Following a 12-month trial of rental e-scooters in Auckland, the local Council needed to understand the impact that rental e-scooters played in the local transport ecosystem. With a tight timeframe, Auckland Council needed to interpret the results of millions of trips with a quick turnaround.

Auckland council was interested in the travel times, durations, distances and speeds of rental e-scooter trips. Also of interest was the difference in rental e-scooter usage between the three 'tiers' - Auckland CBD, Inner Suburbs and Wider Auckland Region - and the key locations riders were (e.g. were e-scooters used in to supplment or replace public transport trips).

MRCagney was engaged to conduct analysis of the e-scooter trips taken within Auckland as part of the trial review process. The analysis used data directly from e-scooter providers, which we downloaded as anonymised raw trip data in MDS format. This amounted to over 1.5 million trips in the trial year.
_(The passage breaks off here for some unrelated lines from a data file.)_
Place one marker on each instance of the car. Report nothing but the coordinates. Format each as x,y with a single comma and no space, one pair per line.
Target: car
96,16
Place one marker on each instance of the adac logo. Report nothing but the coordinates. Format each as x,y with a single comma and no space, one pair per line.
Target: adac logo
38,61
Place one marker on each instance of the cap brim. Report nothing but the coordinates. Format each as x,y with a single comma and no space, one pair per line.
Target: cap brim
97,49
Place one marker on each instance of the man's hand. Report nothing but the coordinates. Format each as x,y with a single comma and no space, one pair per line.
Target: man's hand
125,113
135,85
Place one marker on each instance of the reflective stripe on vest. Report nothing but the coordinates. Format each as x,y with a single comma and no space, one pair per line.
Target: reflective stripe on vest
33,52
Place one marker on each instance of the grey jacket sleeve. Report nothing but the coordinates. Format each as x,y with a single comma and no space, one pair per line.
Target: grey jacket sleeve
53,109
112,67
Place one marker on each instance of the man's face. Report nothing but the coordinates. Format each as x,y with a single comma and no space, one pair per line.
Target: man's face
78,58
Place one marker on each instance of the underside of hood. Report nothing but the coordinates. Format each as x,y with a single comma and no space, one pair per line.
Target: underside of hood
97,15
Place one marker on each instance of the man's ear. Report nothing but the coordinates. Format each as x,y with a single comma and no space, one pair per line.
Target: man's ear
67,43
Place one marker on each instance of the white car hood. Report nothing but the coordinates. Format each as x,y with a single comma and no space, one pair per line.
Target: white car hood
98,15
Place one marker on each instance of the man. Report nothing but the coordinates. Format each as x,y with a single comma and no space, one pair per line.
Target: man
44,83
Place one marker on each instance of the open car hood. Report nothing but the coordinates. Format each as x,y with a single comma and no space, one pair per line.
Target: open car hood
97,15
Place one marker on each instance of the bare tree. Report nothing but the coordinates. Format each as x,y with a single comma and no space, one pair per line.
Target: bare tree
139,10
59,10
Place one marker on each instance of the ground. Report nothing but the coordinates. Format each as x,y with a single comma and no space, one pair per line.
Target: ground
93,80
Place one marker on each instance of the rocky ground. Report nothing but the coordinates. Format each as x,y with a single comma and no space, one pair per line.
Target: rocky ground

First, we built a series of python data pipelines to clean anomalous trips and ensure that the trips from all providers were in a common format. This proved to be extremely useful, as due to faults in the reporting systems, there were trips that were thousands of kilometers long, with a duration greater than eight hours, or with average speeds in excess of 100km/h. Removing these outliers gave much more accurate results.

We then plotted the key trip information for each e-scooter provider for comparison.

Interestingly, we found that there were significant differences in trip duration, length, and speed between providers. When we visualised the locations of these scooters, we found that the providers operated mostly in different tiers, and thus the types of trips they were used for explained the difference in their trips speeds and durations.

Time of day also strongly influence the number of trips taken, seeing a distinct morning peak on most weekdays, with a midday and evening peak on all days of the week.

Investigating the usage patterns, we could understand the highest demand roads and their characteristics. Moderate usage along Auckland's waterfront towards east coast bays, where roads are flat and there is room on footpaths, showed that with agreeable terrain and a protected space for riding e-scooters are a viable commuting method. High usage in the CBD showed that for short-medium trips, e-scooters offered a superior method for navigating the city centre.

We also visualised, using hex-bin maps, the start and end locations of trips and found that public transport hubs tended to attract rental e-scooter users, showing that rental e-scooters have potential to fill the first- and last-mile niche. Popular destinations, such as Mission Bay, Parnell, Ponsonby Road, and Karangahape Road can also be seen to be frequently visited on rental e-scooters outside of the CBD.

As a result of MRCagney's work, Auckland Council had a detailed picture of the impact that rental e-scooters had played in the transport network, and could move forward with their review on-time with confidence in their understanding of the complete data set.